On 2022/8/28 22:57, Sagi Grimberg wrote:
> 
>>>> On 2022/8/21 14:20, Christoph Hellwig wrote:
>>>>> On Fri, Aug 19, 2022 at 03:58:25PM +0800, Chao Leng wrote:
>>>>>> Now the ack timeout of RoCE is 2 second(2^(18+1)*4us=2 second). In the
>>>>>> case of low concurrency, if some packets lost due to network abnormal
>>>>>> such as network rerouting, Optical fiber signal interference, etc,
>>>>>> it will wait 2 second to try retransmitting the lost packets.
>>>>>> As a result, the I/O latency is greater than 2 seconds.
>>>>>> The I/O latency is so long for real-time transaction service.

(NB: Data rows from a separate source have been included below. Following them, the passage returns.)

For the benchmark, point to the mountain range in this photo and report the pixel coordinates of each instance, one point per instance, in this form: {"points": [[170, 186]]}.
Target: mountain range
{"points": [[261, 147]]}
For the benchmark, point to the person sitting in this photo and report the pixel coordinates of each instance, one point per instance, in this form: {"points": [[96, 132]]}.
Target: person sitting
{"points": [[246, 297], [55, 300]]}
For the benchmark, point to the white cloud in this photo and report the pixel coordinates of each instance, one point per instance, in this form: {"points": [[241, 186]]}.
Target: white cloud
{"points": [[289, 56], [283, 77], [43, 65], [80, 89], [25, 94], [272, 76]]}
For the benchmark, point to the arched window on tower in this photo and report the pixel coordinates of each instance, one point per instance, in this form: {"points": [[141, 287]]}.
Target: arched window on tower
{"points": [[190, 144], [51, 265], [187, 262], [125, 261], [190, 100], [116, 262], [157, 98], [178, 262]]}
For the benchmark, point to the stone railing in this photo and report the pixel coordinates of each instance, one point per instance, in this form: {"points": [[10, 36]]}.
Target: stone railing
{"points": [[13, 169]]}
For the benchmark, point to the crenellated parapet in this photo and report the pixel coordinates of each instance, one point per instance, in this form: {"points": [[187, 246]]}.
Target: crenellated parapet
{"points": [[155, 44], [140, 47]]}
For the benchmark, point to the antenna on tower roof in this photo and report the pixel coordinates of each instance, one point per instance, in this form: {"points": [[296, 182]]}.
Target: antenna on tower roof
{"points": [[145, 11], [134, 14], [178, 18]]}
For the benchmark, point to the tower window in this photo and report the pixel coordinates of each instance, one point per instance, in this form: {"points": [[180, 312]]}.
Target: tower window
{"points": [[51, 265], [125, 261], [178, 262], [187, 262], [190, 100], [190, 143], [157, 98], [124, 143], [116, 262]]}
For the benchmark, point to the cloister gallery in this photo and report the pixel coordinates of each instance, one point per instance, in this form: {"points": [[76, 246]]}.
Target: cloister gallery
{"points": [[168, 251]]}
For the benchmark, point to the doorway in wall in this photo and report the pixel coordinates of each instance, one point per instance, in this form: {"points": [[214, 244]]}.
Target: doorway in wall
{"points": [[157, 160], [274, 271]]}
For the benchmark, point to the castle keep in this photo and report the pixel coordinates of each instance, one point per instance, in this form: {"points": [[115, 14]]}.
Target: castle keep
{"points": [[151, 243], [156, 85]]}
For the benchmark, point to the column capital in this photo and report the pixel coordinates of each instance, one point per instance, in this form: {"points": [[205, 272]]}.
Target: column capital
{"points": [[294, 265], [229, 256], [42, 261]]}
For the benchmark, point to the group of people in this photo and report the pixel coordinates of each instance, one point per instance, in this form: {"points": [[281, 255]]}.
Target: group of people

Indeed we
>>>>>> do not have to wait so long time to make sure that packets are lost.
>>>>>> Setting the ack timeout to 262ms(2^(15+1)*4us=262ms) is sufficient.
>>>>>
>>>>> I'll leave people more familar with RoCE to judge the merits of this
>>>>> change, but I really want a comment explaining the choice in the
>>>>> source code.
>>>> Now the TCP retransmission timeout interval is 250ms, and this setting
>>>> has been maintained for many years.
>>>> The network quality of rdma is better than that of common Ethernet.
>>>> That is the reason to set 262ms as the default ack timeout.
>>>> Adding a module parameter may be a better option.
>>>
>>> Are you solving a real issue you encountered ?
>> There is a low probability that this occurs in real scenarios.
>> The issue occurs in fault simulation test.
>> In the core-leaf fabrics,simulate a fiber fault between the core switch
>> and the leaf switch.
>> In the case of low concurrency, There is a high probability that the
>> I/O latency is greater than 2 seconds.
>> This patch can reduce the I/O latency to less than 1 second.
>>>
>>> If so, which devices did you use ?
>> The host HBA is Mellanox Technologies MT27800 Family [ConnectX-5];
>> The switch and storage are huawei equipments.
>> In principle, switches and storage devices from other vendors
>> have the same problem.
>> If you think it is necessary, we can test the other vendor switchs
>> and linux target.
> 
> Why is the 2s default chosen, what is the downside for a 250ms seconds ack timeout? and why is nvme-rdma different than all other kernel rdma
The downside is redundant retransmit if the packets delay more than
250ms in the networks and finally reaches the receiver.
Only in extreme scenarios, the packet delay may exceed 250 ms.
> consumers that it needs to set this explicitly?
The real-time transaction services are sensitive to the delay.
nvme-rdma will be used in real-time transactions.
The real-time transaction services do not allow that the packets
delay more than 250ms in the networks.
So we need to set the ack timeout to 262ms.
> 
> Adding linux-rdma folks.
> .


^ permalink raw reply	[flat|nested] 13+ messages in thread

* Re: [PATCH] nvme-rdma: set ack timeout of RoCE to 262ms
  2022-08-29  8:05           ` Chao Leng
@ 2022-08-29  9:06             ` Sagi Grimberg
  2022-08-29 13:15               ` Chao Leng
  0 siblings, 1 reply; 13+ messages in thread
From: Sagi Grimberg @ 2022-08-29  9:06 UTC (permalink / raw)
  To: Chao Leng, Max Gurtovoy, Christoph Hellwig
  Cc: linux-nvme, kbusch, linux-rdma@vger.kernel.org


>>>> If so, which devices did you use ?
>>> The host HBA is Mellanox Technologies MT27800 Family [ConnectX-5];
>>> The switch and storage are huawei equipments.
>>> In principle, switches and storage devices from other vendors
>>> have the same problem.
>>> If you think it is necessary, we can test the other vendor switchs
>>> and linux target.
>>
>> Why is the 2s default chosen, what is the downside for a 250ms seconds 
>> ack timeout? and why is nvme-rdma different than all other kernel rdma
> The downside is redundant retransmit if the packets delay more than
> 250ms in the networks and finally reaches the receiver.
> Only in extreme scenarios, the packet delay may exceed 250 ms.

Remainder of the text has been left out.